STRIVING to avert a wide-ranging trade war, the European Community is urging that the EC and the United States return to the negotiating table and settle their dispute over farm subsidies.

On Nov. 5, the US announced a 200 percent tariff on $300 million worth of EC white-wine exports and other products, to take effect Dec. 5 unless its dispute with Europe over oilseeds subsidies is settled.

When the issue is discussed at a meeting of EC foreign ministers today, the ministers are expected to emphasize that negotiators use the time until Dec. 5 in a last-ditch effort to reach an accord.

The French are expected to ask the EC today to draw up a list of retaliatory measures, according to Reuters. But the European Commission "will be divided on sanctions," a German government official said Friday, adding that "the majority will be for a counterretaliation."

Last week French Minister of Industry and Trade Dominique Serauss-Kahn said he still supports a return to negotiations, and he hopes for "a gesture from the Americans." But "if in a month nothing has advanced, France will very firmly demand that countermeasures be put in place," he told French television.

A counterretaliation could spark a trade war, doubly damaging because many of the countries involved have such weak economies already. A trade war would only prolong recovery, and worse, threaten the whole global trading system by dooming the floundering world trade talks, officially known as the Uruguay Round of the General Agreement on Tariffs and Trade (GATT).

Arthur Dunkel, director-general of GATT, has called an emergency meeting tomorrow of Uruguay Round negotiators to consider the "very grave situation" that has arisen.

Bearing the consequences in mind, the British, who hold the rotating presidency of the EC, tried mightily last week to steer the EC away from retaliation. In an emergency meeting in London Nov. 6, British Prime Minister John Major and EC Commission President Jacques Delors issued a statement that "Negotiations must continue to avoid a trade war."

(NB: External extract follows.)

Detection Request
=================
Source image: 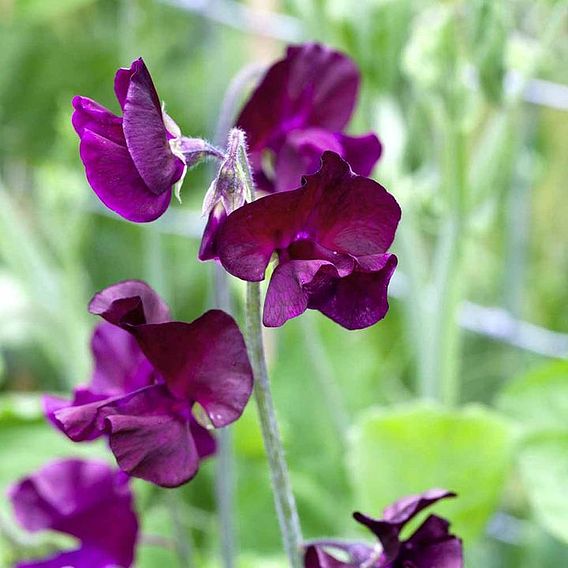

The 12 EC trade ministers, meeting outside London also rejected retaliation. Mr. Delors has been criticized for using the Commission presidency to intervene on behalf of the French, considered the main culprit in the US-EC agriculture dispute. On Nov. 5, the EC's farm negotiator, Ray MacSharry, said he was giving up his post because Delors was undermining his efforts.

But the French are between a rock and a hard place. If they give in on the oilseeds dispute, they could face a farmers' revolt. With French elections just around the corner in March, Paris is reluctant to follow this course. On the other hand, the French would suffer the most from US sanctions, because they are aimed chiefly at French exports.

H. Tonnen, spokesman for the Dutch Ministry of Economic Affairs and Foreign Trade reflected sentiments in a few other European capitals when he said the US sanctions threat would not propel the French toward a settlement, but instead cause them to close ranks and put up more resistance. "It only gives the French more arguments," he said.

Still, there is growing pressure on the French within the Community. Germany, France's closest and strongest ally, is expressing increasing disapproval of Paris' position.

On Nov. 7, the conservative newspaper Frankfurter Allgemeine Zeitung published an editorial stating the the US has "right on its side." (A GATT panel has twice found that the EC's oilseeds subsidies are unfair to the US, and that Europe has been "blindly" following the French.).

German Economics Minister Jurgen Mollemann said before the EC trade ministers' meeting that if France does not come around in the oilseeds dispute, the EC Council might have to override it through a majority rule. The amount of tonnage being argued over in the dispute, he said, is "ridiculous."